Demansionamento e diritto al risarcimento del danno non patrimoniale.
La giurisprudenza unanime ha stabilito che il procedimento logico-giuridico del giudice nell’accertamento del demansionamento non può prescindere da tre fasi successive:
- accertamento in fatto delle attività lavorative in concreto svolte;
- individuazione delle qualifiche e dei gradi previsti dal contratto collettivo di categoria;
- raffronto tra il risultato della prima indagine e le previsioni della normativa contrattuale individuati nella seconda.
Una volta accertato l’evento, va accertato il danno che ne consegue.
Infatti, il risarcimento del danno professionale non ricorre automaticamente in tutti i casi di inadempimento datoriale, ma deve essere provato mediante una specifica allegazione, circa la natura e le caratteristiche del pregiudizio medesimo.
Tale prova può essere acquisita in giudizio con tutti i mezzi consentiti dall'ordinamento, assumendo precipuo rilievo quella per presunzioni; tuttavia, il ricorso a quest'ultime è consentito a condizione che sia stata allegata la natura del pregiudizio e che il ricorrente abbia dedotto e provato circostanze diverse e ulteriori rispetto al mero inadempimento, che possano essere valorizzate per risalire dal fatto noto a quello ignoto (Cass. 28 luglio 2020, n. 16129; Cass. 3 gennaio 2019, n. 21; Cass. 2 agosto 2019, n. 20842; Cass. 23 marzo 2020, n. 7483; Cass. 16 dicembre 2020, n. 28810).

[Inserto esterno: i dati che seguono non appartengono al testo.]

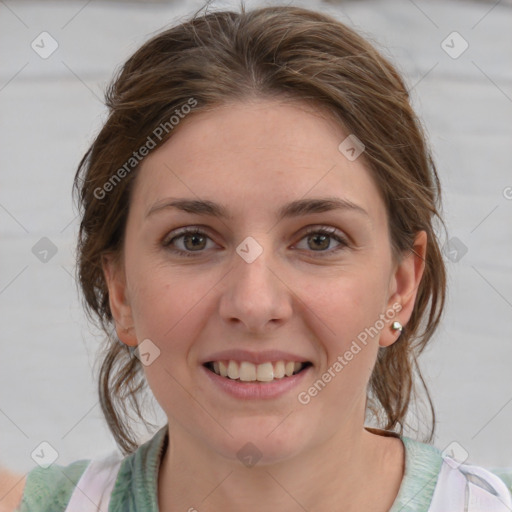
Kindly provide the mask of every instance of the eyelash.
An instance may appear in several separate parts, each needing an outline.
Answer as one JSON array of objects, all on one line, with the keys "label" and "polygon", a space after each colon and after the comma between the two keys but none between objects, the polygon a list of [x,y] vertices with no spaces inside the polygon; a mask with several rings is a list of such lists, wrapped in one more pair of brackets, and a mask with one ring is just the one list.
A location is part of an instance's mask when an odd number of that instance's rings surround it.
[{"label": "eyelash", "polygon": [[[325,250],[325,251],[309,251],[309,252],[313,252],[313,253],[318,253],[318,256],[320,256],[320,257],[325,257],[326,255],[331,255],[332,253],[342,250],[342,249],[348,247],[348,245],[349,245],[348,242],[345,240],[345,238],[337,235],[336,233],[337,233],[337,230],[336,230],[336,228],[333,228],[333,227],[315,227],[315,226],[313,226],[311,228],[308,228],[308,230],[304,233],[304,235],[302,236],[302,238],[300,240],[303,240],[304,238],[306,238],[310,235],[326,235],[326,236],[329,236],[332,239],[336,240],[336,242],[338,242],[340,245],[338,245],[334,249]],[[201,231],[200,228],[183,228],[182,230],[180,230],[176,234],[174,234],[174,236],[172,238],[164,239],[162,245],[167,250],[169,250],[175,254],[178,254],[180,256],[186,256],[186,257],[193,258],[193,257],[199,256],[202,252],[204,252],[204,250],[203,251],[183,251],[182,249],[176,249],[176,248],[171,247],[171,244],[175,240],[182,238],[186,235],[201,235],[201,236],[210,238],[204,231]],[[198,254],[194,254],[194,252],[197,252]]]}]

Di conseguenza, il lavoratore deve fornire specifiche allegazioni ai fini del riconoscimento del danno professionale, biologico ed esistenziale (Cass., 15 giugno 2012, n. 9860), in quanto il pregiudizio non si pone quale conseguenza automatica di ogni comportamento illegittimo (cfr. Cass., 17 dicembre 2020, n. 29012; Cass., 10 ottobre 2018, n. 25071; Cass., 20 luglio 2018, n. 19434; Cass., 19 marzo 2013, n. 6797 Cass., 17 settembre 2010, n. 19785).
Pertanto, la giurisprudenza di legittimità ritiene ormai pacifica la risarcibilità del "danno non patrimoniale alla professionalità", ma solo di recente è stato specificato che: “in tema di dequalificazione professionale, è risarcibile il danno non patrimoniale ogni qual volta si verifichi una grave violazione dei diritti del lavoratore, che costituiscono oggetto di tutela costituzionale, da accertarsi in base alla persistenza del comportamento lesivo, alla durata e alla reiterazione delle situazioni di disagio professionale e personale, all'inerzia del datore di lavoro rispetto alle istanze del prestatore di lavoro, anche a prescindere da uno specifico intento di declassarlo o di svilirne i compiti” (Cass. n. 24585 del 2019; Cass. civ. Sez. lavoro, Ord., (ud. 23/07/2020) 03-02-2021, n. 2472).
Ne consegue che tale tipologia del pregiudizio, come riconosciuto, determina la sua appartenenza alla fattispecie del danno emergente, e non di lucro cessante ravvisabile nelle ipotesi di perdita derivante dalla mancata percezione di redditi di cui siano maturati tutti i presupposti, per cui non è considerata reddito soggetto a tassazione.
Il danno non patrimoniale, così definito e provato, viene quantificato sulla base del parametro normalmente utilizzato dalla giurisprudenza per la valutazione equitativa del danno e consiste in una quota della retribuzione mensile, che può essere anche determinata in misura crescente rispetto al perdurare nel tempo della lesione alla professionalità (Cass., 11 maggio 1999, n. 4653, in Giust. civ. mass., 1999).
Tale calcolo va calibrato non già sulla retribuzione percepita dal lavoratore, bensì su quella che sarebbe spettata se, per la professionalità acquisita e la sua ulteriore valorizzazione, egli avesse conseguito la qualifica di dirigente (Cass., 19 aprile 2012, n. 6110).
I criteri di valutazione equitativa adottati dal giudice devono comunque consentire una valutazione che sia adeguata e proporzionata, in considerazione di tutte le circostanze concrete del caso specifico, al fine di ristorare il pregiudizio effettivamente subito dal danneggiato (Cass., 20 giugno 2019, n. 16595; Cass. 26 maggio 2020, n. 9778).